Sunday, 27 December 2009

Friends and relatives

Again loosing track of the days. Managed to get two large screen digital picture frames and loaded photos onto a memory stick. It looks good, I think grandparents like that sort of thing. Apart from that the 27th December is another of those in between sort of days that blur into each other. I didn't realise it was Sunday, so didn't go to church, anyway I think I'll give up on Emmanuel for now, perhaps just St James in the morning. Watched Man U win again, back to their unconvincing best. Arsenal, playing before them, were sublime when Fabrigas came on.

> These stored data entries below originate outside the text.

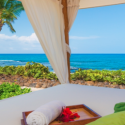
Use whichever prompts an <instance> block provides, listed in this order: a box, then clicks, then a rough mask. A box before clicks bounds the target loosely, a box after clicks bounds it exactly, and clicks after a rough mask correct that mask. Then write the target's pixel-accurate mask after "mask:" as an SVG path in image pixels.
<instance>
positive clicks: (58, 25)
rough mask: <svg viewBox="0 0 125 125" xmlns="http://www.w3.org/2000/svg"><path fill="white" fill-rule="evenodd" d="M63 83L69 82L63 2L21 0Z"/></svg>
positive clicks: (44, 47)
mask: <svg viewBox="0 0 125 125" xmlns="http://www.w3.org/2000/svg"><path fill="white" fill-rule="evenodd" d="M20 1H22V4H23V6H24V8H25V11H26V13H27V16H28V18H29V20H30V22H31V24H32V26H33V28H34V31H35V33H36V35H37V37H38V39H39V42H40V43H41V46H42V48H43V50H44V52H45V54H46V55H47V58H48V60H49V61H50V63H51V65H52V67H53V69H54V71H55V73H56V75H57V77H58V78H59V80H60V82H61V84H66V83H69V80H68V66H67V50H66V49H69V47H67V45H66V44H65V35H64V18H63V13H62V7H63V6H62V4H61V1H58V0H20Z"/></svg>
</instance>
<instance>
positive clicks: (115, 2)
mask: <svg viewBox="0 0 125 125" xmlns="http://www.w3.org/2000/svg"><path fill="white" fill-rule="evenodd" d="M124 3H125V0H80V9H86V8H93V7H102V6H110V5H117V4H124Z"/></svg>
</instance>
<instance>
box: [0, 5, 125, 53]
mask: <svg viewBox="0 0 125 125" xmlns="http://www.w3.org/2000/svg"><path fill="white" fill-rule="evenodd" d="M13 26H14V28H15V30H16V33H14V34H12V33H11V32H10V31H9V29H8V27H7V26H4V27H3V29H2V32H0V53H44V51H43V49H42V47H41V46H40V44H39V42H38V40H37V38H36V36H35V33H34V30H33V28H32V26H31V24H30V22H29V20H28V18H27V16H26V13H25V12H22V13H21V15H20V17H19V18H18V20H16V21H15V23H14V25H13ZM69 35H70V47H71V51H72V53H125V4H122V5H114V6H107V7H98V8H90V9H82V10H79V11H78V15H77V18H76V20H75V22H74V24H73V26H72V29H71V31H70V33H69Z"/></svg>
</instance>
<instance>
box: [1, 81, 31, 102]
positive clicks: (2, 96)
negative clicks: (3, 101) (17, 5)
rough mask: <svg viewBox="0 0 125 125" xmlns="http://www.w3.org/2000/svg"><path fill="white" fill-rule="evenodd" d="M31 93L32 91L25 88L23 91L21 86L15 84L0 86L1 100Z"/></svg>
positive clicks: (4, 83)
mask: <svg viewBox="0 0 125 125" xmlns="http://www.w3.org/2000/svg"><path fill="white" fill-rule="evenodd" d="M29 92H31V90H30V89H28V88H24V89H22V88H21V87H20V86H19V85H16V84H15V83H13V84H9V83H3V84H1V85H0V100H2V99H5V98H9V97H13V96H17V95H22V94H26V93H29Z"/></svg>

Then my friend Tim, the Baron von Hennel, Earl of Sharston and heir to all he surveys, came round and we gossiped, mostly about what to do about New Years Eve. There are so many conflicting personality dynamics. I think, like most people, I see Christmas as for family and New Year Eve for friends. Also like most people Christmas arrangements are full of balancing the wishes of the various people in the context of what is happening to them now, and has done in the past. There is history between people, especially relatives, as they have been relatives all their lives. They have grown up with each other.

Well, New Years Eve is becoming as fraught and stressful as Christmas. Treading on egg shells and not wanting to miss people out or upset them. History becomes longer with each passing year. The new Mrs Hennel has taken on a leadership role in organising so it's round to theirs for The Party. Ask an organiser to organise and it will be done. As the years go by, though, the relationships are getting as complex as the family relationships. We are no longer university students just getting together for a party. At least with families there's a reason for splitting off into subgroups, new babies for example. With friends, splitting off means somebody or other is, or feels, rejected.

With families, relationships break down, but they're still family and so have to find a way to make up or get on. With friends the same ties don't apply. Relationships, sometimes long term, break up. Then what happens? Either one or other does get asked, or both come and it's difficult all round.

I offered to have the party at mine, but I'm not sure that will help. I think changing the venue is as difficult as managing the relationships. They say you can choose your friends, you can't choose your family. Clearly, it's not as simple as that.

Perhaps I'll bring my 'Friends Trivia game' to the party. That should help it go with a swing. What?